With this ordering, we can use the syntax m[i][j]
to access the matrix element at row i, column j. Do not
forget that rows and columns are numbered from 0:
>>> m = [ [5, 11, 12], [2, 8, 7], [14, 2, 6] ] >>> m[1][0] # row 1, column 0 2
Of course, we may use the index -1 to reference the last row or the last column:
>>> m[-1][-1] = 100 >>> m [[5, 11, 12], [2, 8, 7], [14, 2, 100]]
Here's a program that will read a matrix from the input, with one row of numbers per input line:
# Read a matrix from the input, e.g.
#
# 2 3 4
# 5 1 8
# 0 2 9
import sys
m = []
for line in sys.stdin:
# build a row of the matrix
row = []
for word in line.split():
row.append(int(word))
m.append(row)
print(m)Now suppose that we want to build a zero matrix of a given size, i.e. a matrix whose elements are all 0. Recall that we may use the * operator to build a list of a given length by repeating a given element:
>>> 3 * [0] [0, 0, 0]
So you might think that we can build e.g. a 3 x 3 matrix of zeros by
>>> m = 3 * [3 * [0]] >>> m [[0, 0, 0], [0, 0, 0], [0, 0, 0]]

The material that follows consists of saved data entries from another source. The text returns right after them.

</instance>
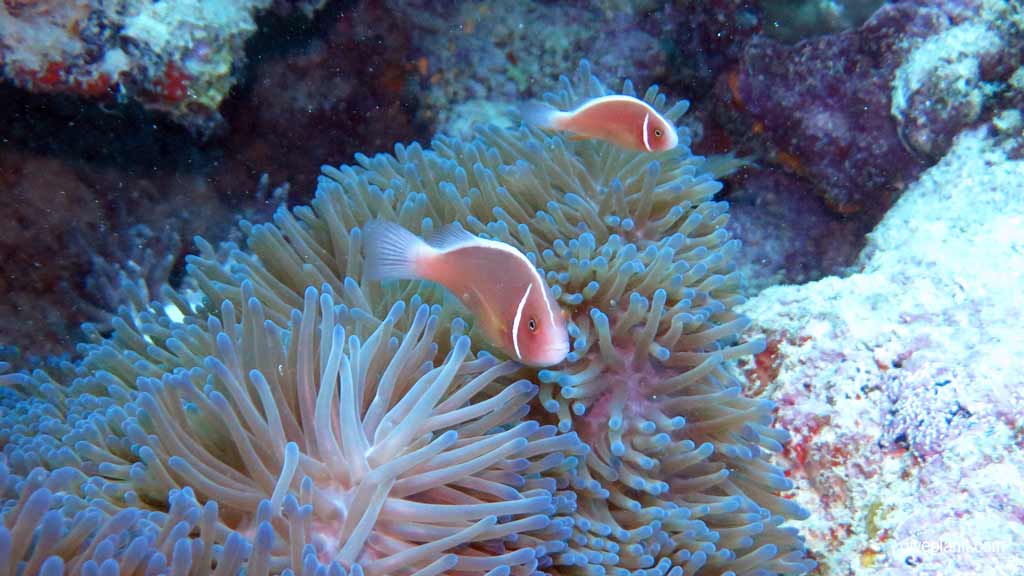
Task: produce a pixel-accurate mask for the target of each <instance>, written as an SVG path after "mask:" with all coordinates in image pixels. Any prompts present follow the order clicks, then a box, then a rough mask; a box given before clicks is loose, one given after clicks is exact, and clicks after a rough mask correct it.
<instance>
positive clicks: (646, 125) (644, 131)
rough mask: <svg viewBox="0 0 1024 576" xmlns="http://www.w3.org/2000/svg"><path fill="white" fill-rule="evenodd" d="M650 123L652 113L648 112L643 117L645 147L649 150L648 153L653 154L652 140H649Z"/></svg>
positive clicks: (643, 131)
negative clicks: (647, 129) (648, 127)
mask: <svg viewBox="0 0 1024 576" xmlns="http://www.w3.org/2000/svg"><path fill="white" fill-rule="evenodd" d="M649 123H650V113H649V112H648V113H647V114H645V115H644V116H643V147H644V148H646V149H647V152H652V150H651V148H650V140H649V139H647V124H649Z"/></svg>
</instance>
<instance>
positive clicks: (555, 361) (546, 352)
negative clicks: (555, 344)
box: [537, 342, 569, 366]
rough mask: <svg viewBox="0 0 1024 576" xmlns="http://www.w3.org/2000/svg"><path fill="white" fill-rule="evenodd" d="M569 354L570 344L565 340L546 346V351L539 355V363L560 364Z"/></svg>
mask: <svg viewBox="0 0 1024 576" xmlns="http://www.w3.org/2000/svg"><path fill="white" fill-rule="evenodd" d="M568 354H569V344H568V342H565V343H564V344H561V345H555V346H551V347H549V348H546V349H545V351H544V353H542V354H541V355H539V356H538V358H537V365H538V366H551V365H554V364H558V363H560V362H561V361H563V360H565V357H566V356H567V355H568Z"/></svg>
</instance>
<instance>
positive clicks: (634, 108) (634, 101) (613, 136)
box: [522, 94, 679, 152]
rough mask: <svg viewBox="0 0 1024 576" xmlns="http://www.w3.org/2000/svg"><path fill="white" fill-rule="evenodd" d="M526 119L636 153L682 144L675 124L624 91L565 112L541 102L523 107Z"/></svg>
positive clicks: (583, 137)
mask: <svg viewBox="0 0 1024 576" xmlns="http://www.w3.org/2000/svg"><path fill="white" fill-rule="evenodd" d="M522 117H523V120H524V121H525V122H526V123H527V124H530V125H532V126H537V127H538V128H543V129H547V130H563V131H566V132H569V133H571V134H572V135H571V136H570V138H571V139H588V138H594V139H600V140H606V141H609V142H611V143H614V145H615V146H618V147H622V148H625V149H627V150H635V151H637V152H663V151H666V150H672V149H674V148H676V146H677V145H678V143H679V135H678V134H676V127H675V126H673V125H672V123H671V122H669V121H668V120H667V119H666V118H665V117H664V116H662V115H660V114H658V113H657V111H656V110H654V109H653V107H651V106H650V105H649V104H647V102H645V101H643V100H641V99H639V98H635V97H633V96H627V95H624V94H611V95H607V96H600V97H597V98H592V99H590V100H587V101H586V102H584V104H583V105H581V106H580V107H579V108H577V109H575V110H571V111H568V112H562V111H560V110H557V109H554V108H552V107H550V106H547V105H543V104H540V102H536V101H535V102H530V104H527V105H526V106H525V107H523V110H522Z"/></svg>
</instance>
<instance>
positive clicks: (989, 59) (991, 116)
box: [892, 0, 1024, 160]
mask: <svg viewBox="0 0 1024 576" xmlns="http://www.w3.org/2000/svg"><path fill="white" fill-rule="evenodd" d="M966 4H968V6H970V7H971V8H973V10H972V11H971V12H970V15H968V16H966V17H957V15H958V14H957V13H953V14H951V15H950V20H951V22H950V23H949V24H948V25H947V26H946V27H944V28H943V29H941V30H940V31H938V32H937V33H936V34H934V35H932V36H930V37H928V38H927V39H925V40H923V41H915V40H907V44H908V45H910V46H912V50H911V51H910V52H909V53H908V54H907V56H906V58H905V59H904V61H903V64H902V65H901V66H900V67H899V69H898V70H897V71H896V76H895V77H894V78H893V90H892V115H893V117H894V118H895V119H896V121H897V124H898V126H899V131H900V136H901V137H902V138H903V141H904V142H905V143H906V146H908V147H909V148H910V149H911V150H913V151H914V152H916V153H919V154H921V155H923V156H924V157H926V158H929V159H932V160H937V159H939V158H941V157H942V155H944V154H945V153H946V151H947V150H949V147H950V146H951V143H952V140H953V138H954V137H955V136H956V134H958V133H959V132H961V130H963V129H964V128H966V127H969V126H972V125H975V124H977V123H978V122H979V120H981V119H982V118H984V117H988V118H991V117H993V116H995V114H996V113H997V112H998V111H1000V110H1004V109H1005V108H1008V105H1009V107H1010V108H1012V107H1013V106H1014V104H1013V102H1012V101H1008V100H1013V99H1014V95H1013V92H1015V91H1018V90H1019V88H1017V87H1015V86H1013V83H1012V82H1011V81H1010V80H1011V76H1012V75H1013V74H1014V73H1015V71H1017V70H1020V67H1021V65H1022V64H1024V58H1022V56H1021V54H1022V53H1024V10H1022V6H1021V4H1020V2H1017V1H1015V0H977V1H974V2H967V3H966ZM947 11H950V10H947ZM1020 97H1021V96H1020V94H1019V92H1018V95H1017V98H1020Z"/></svg>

WARNING: This code looks correct but is not. Let's see what happens if we attempt to set the upper-left element of the matrix:
>>> m[0][0] = 7 >>> m [[7, 0, 0], [7, 0, 0], [7, 0, 0]]
It appears that several matrix elements have changed!

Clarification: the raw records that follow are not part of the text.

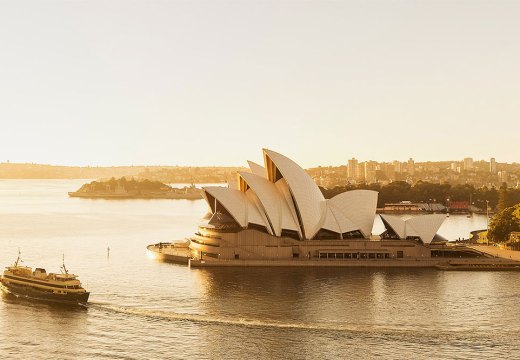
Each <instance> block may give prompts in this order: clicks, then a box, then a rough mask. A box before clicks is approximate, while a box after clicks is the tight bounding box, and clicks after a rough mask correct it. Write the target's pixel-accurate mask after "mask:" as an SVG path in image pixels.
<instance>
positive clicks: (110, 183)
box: [79, 177, 171, 193]
mask: <svg viewBox="0 0 520 360" xmlns="http://www.w3.org/2000/svg"><path fill="white" fill-rule="evenodd" d="M169 190H171V187H170V186H168V185H165V184H163V183H162V182H160V181H151V180H135V179H134V178H131V179H130V180H128V179H127V178H125V177H122V178H120V179H115V178H111V179H110V180H106V181H92V182H91V183H90V184H85V185H83V186H82V187H81V189H80V190H79V191H85V192H122V191H124V192H127V193H141V192H145V193H146V192H163V191H169Z"/></svg>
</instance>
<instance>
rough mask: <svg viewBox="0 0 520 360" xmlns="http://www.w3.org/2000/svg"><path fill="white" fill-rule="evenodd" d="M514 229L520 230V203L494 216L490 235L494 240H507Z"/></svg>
mask: <svg viewBox="0 0 520 360" xmlns="http://www.w3.org/2000/svg"><path fill="white" fill-rule="evenodd" d="M512 231H520V204H516V205H515V206H511V207H508V208H505V209H504V210H502V211H500V212H498V213H496V214H495V216H493V218H492V219H491V223H490V224H489V231H488V237H489V239H490V240H492V241H494V242H500V241H505V240H507V237H508V235H509V234H510V233H511V232H512Z"/></svg>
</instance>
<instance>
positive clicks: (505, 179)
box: [498, 170, 508, 182]
mask: <svg viewBox="0 0 520 360" xmlns="http://www.w3.org/2000/svg"><path fill="white" fill-rule="evenodd" d="M498 179H499V180H500V181H501V182H507V180H508V176H507V171H505V170H502V171H499V172H498Z"/></svg>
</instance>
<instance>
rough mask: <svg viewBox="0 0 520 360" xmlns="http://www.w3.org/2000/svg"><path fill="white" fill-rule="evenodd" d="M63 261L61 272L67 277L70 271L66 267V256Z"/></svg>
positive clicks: (62, 260)
mask: <svg viewBox="0 0 520 360" xmlns="http://www.w3.org/2000/svg"><path fill="white" fill-rule="evenodd" d="M62 261H63V264H62V265H61V271H62V272H63V273H64V274H65V275H68V273H69V270H67V268H66V267H65V254H63V257H62Z"/></svg>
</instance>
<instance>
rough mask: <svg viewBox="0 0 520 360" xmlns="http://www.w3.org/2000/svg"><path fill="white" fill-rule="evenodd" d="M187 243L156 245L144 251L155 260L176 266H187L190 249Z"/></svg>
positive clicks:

Here's what's going on here: all three of the sublists are actually pointers to the same list. Here is a similar example:
>>> a = [1, 2, 3] >>> m = [a, a] >>> m [[1, 2, 3], [1, 2, 3]] >>> a[0] = 7 >>> m [[7, 2, 3], [7, 2, 3]]
The line m = [a, a] creates a list with
two elements, each of which is a pointer to the list a.

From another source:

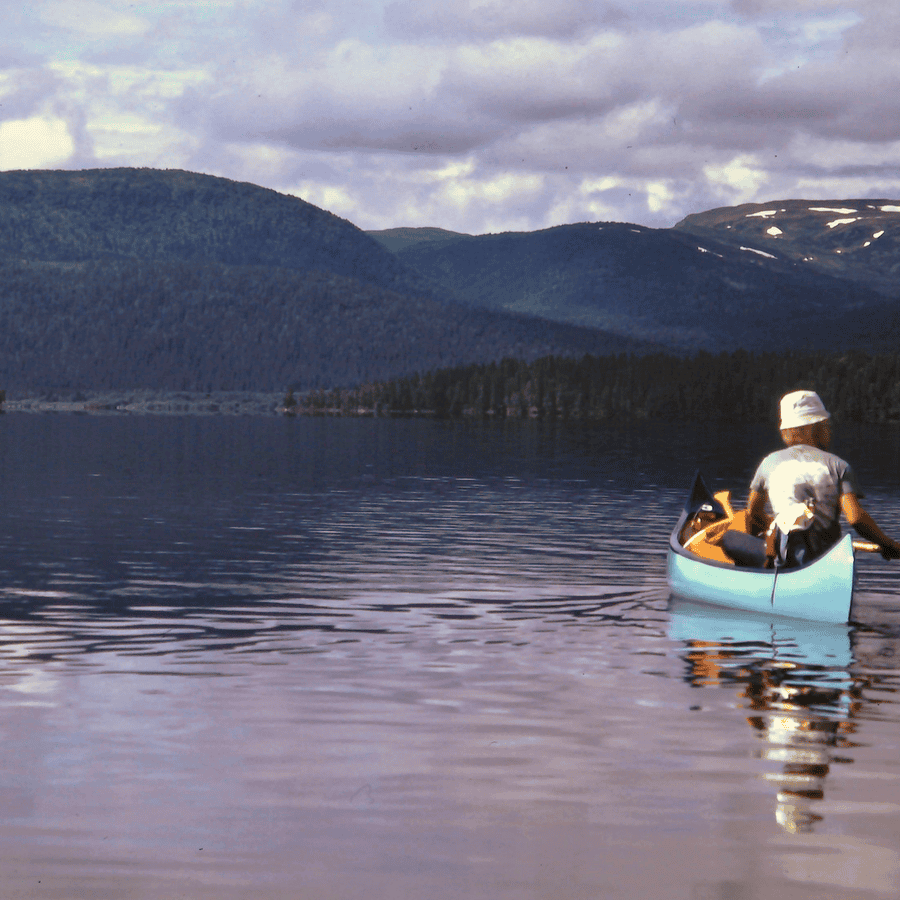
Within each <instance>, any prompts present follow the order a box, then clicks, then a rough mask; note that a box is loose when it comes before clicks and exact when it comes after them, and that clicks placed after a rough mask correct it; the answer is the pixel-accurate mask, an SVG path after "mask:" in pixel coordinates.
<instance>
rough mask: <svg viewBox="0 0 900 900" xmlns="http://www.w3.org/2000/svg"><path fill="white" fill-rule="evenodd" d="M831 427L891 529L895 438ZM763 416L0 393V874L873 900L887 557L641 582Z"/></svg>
mask: <svg viewBox="0 0 900 900" xmlns="http://www.w3.org/2000/svg"><path fill="white" fill-rule="evenodd" d="M836 443H837V446H836V447H835V449H836V450H837V451H838V452H841V453H843V454H844V455H846V456H848V457H850V458H851V459H852V460H853V461H854V463H855V464H856V467H857V469H858V472H859V475H860V478H861V480H862V481H863V483H864V485H865V487H866V488H867V497H868V507H869V508H870V510H871V511H872V512H873V513H874V514H875V515H876V517H877V518H878V519H879V521H880V522H882V523H883V524H884V525H885V526H886V527H887V528H888V529H889V530H891V531H892V532H893V533H894V534H900V440H898V433H897V432H896V431H891V430H886V429H882V430H879V429H868V430H865V431H861V432H859V433H857V434H854V435H849V434H839V436H838V440H837V442H836ZM701 446H703V447H705V450H704V451H702V452H701V451H700V450H699V448H700V447H701ZM772 446H773V434H772V433H771V432H770V431H767V430H766V429H762V428H748V429H740V430H733V429H732V430H728V431H727V432H724V433H722V434H717V433H716V430H715V429H714V428H710V427H701V426H692V427H683V428H677V429H673V428H661V427H650V426H646V427H643V428H632V429H615V428H601V427H594V426H571V427H551V426H546V425H540V424H538V423H533V422H526V423H514V424H512V425H509V426H504V425H487V426H482V425H467V424H459V423H440V422H418V421H376V420H355V421H343V420H322V419H301V420H286V419H278V418H263V417H247V418H227V417H210V418H202V417H183V418H180V417H162V416H160V417H154V416H146V417H141V416H134V417H124V416H123V417H116V416H98V417H88V416H75V415H71V416H67V415H47V416H41V415H30V414H7V415H5V416H2V417H0V488H2V497H3V506H2V536H3V550H4V552H3V554H2V557H0V601H2V607H0V738H2V739H0V761H2V766H0V862H2V868H0V896H2V897H4V898H19V897H21V898H117V900H118V898H123V897H128V898H141V900H143V898H191V900H193V898H201V900H205V898H217V900H221V898H227V900H230V898H242V900H243V898H248V900H255V898H266V900H270V898H278V900H281V898H311V900H318V898H337V900H343V898H347V900H355V898H366V900H371V898H391V900H393V898H415V900H431V898H434V900H451V898H453V900H457V898H463V900H467V898H473V900H475V898H477V900H482V898H485V900H520V898H529V900H530V898H554V900H581V898H585V900H587V898H590V900H605V898H616V900H618V898H633V897H641V898H650V900H654V898H666V900H679V898H685V900H697V898H700V900H707V898H710V900H711V898H716V900H719V898H722V900H732V898H737V900H750V898H752V900H756V898H759V900H762V898H767V900H772V898H817V900H822V898H826V900H828V898H835V900H837V898H840V900H854V898H875V897H877V898H887V897H891V898H894V897H897V896H898V888H897V885H898V883H900V846H898V838H897V836H898V834H900V747H898V743H900V706H898V693H897V691H898V665H900V663H898V658H897V653H898V651H900V568H898V567H897V564H896V563H895V564H893V566H892V565H891V564H888V563H884V562H882V561H881V560H880V558H876V559H872V558H865V559H863V560H862V561H861V565H860V569H861V581H860V591H859V592H858V595H857V601H856V606H855V610H854V622H853V623H852V624H851V625H850V626H847V627H840V628H834V627H826V628H822V627H815V626H812V625H808V626H804V625H802V624H801V623H797V622H791V621H788V620H783V621H775V620H766V619H754V618H749V617H746V616H744V617H730V616H729V615H727V614H723V613H720V612H719V613H716V612H713V611H712V610H709V609H706V610H704V609H700V608H691V607H689V606H687V605H684V604H675V603H673V602H671V601H670V598H669V594H668V590H667V588H666V584H665V554H664V551H665V542H666V537H667V534H668V531H669V529H670V528H671V526H672V524H673V522H674V520H675V518H676V516H677V514H678V511H679V509H680V507H681V504H682V502H683V499H684V494H685V492H686V490H687V487H688V485H689V482H690V479H691V477H692V475H693V472H694V471H695V469H696V468H697V467H698V466H700V467H702V468H703V470H704V471H705V473H706V474H707V475H708V477H709V480H710V481H711V482H713V483H714V484H715V485H716V487H722V486H730V485H735V486H737V487H738V488H740V487H741V486H743V485H745V484H746V482H747V480H748V479H749V476H750V474H751V472H752V469H753V466H754V464H755V462H756V460H757V458H758V457H759V456H761V455H762V454H763V453H764V452H766V451H767V450H768V449H771V448H772ZM738 499H741V500H742V499H743V493H742V492H741V493H740V496H739V498H738Z"/></svg>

When a changes, the change is visible in
m.
With that understanding, let's revisit our attempt to create a 3 x 3 matrix of zeros:
>>> m = 3 * [3 * [0]] >>> m [[0, 0, 0], [0, 0, 0], [0, 0, 0]]
This code constructs a single list with three zeroes (3
* [0]), and then repeats it 3 times, however the repetition
does not copy the list - it merely makes three pointers to the
same list. And so an update to any matrix element will actually be
visible in three places in the matrix.
Here's a correct way to make a 3 x 3 matrix of zeroes:
m = []
for i in range(3):
m.append(3 * [0])This may seem like more work, though later in this course we'll see how we can write even this form in a single line.
In Python, and in almost every other programming language, we may define our own functions. As a simple example, here's a function that takes an integer 'n' and a string 's', and prints the string n times:
def printout(n, s):
for i in range(n):
print(s)
We use the keyword def to define a
function in Python. In this example, n and s are parameters to
the function. When we call the function, we will
pass values for n and s. Values passed to a function are
sometimes called an arguments. (Programmers sometimes use the
terms "parameter" and "argument" more or less
interchangeably.)
Let's put this function in a file called
printout.py. We can run Python on this
file and specify the '-i' parameter,
which means that Python should read the file and then remain in an
interactive session. In that session, we can call the function as we
like:
$ python -i printout.py >>> printout(5, 'hi') hi hi hi hi hi >>>
A function may return a value. For example:
def add(x, y, z):
return x + y + z + 10
>>> add(2, 4, 6)
22
Note that the return statement will exit
a function immediately, even from within the body of a loop or
nested loop. This is often convenient. For example, let's write a
function to determine whether an integer is prime:
def is_prime(n):
if n < 2:
return False
for i in range(2, n):
if n % i == 0: # i is a factor of n
return False # n is composite
return True # n is primeWhen we wrote this code before in our algorithms class, we used a boolean variable:
prime = True
for i in range(2, n):
if n % i == 0:
prime = False
breakWith a function, the boolean is not needed; arguably this makes the code simpler.
If a function does not return a value explicitly,
then it will return None. Also, if a return
statement does not contain a value, it will return None. For example,
consider this function:
def prime_check(n):
for i in range(2, n):
if n % i == 0:
print('composite')
return
print('prime')Let's call it:
>>> prime_check(14) composite >>> prime_check(23) prime
In both cases the function returned None, and so the interactive interpreter didn't print any return value for the function.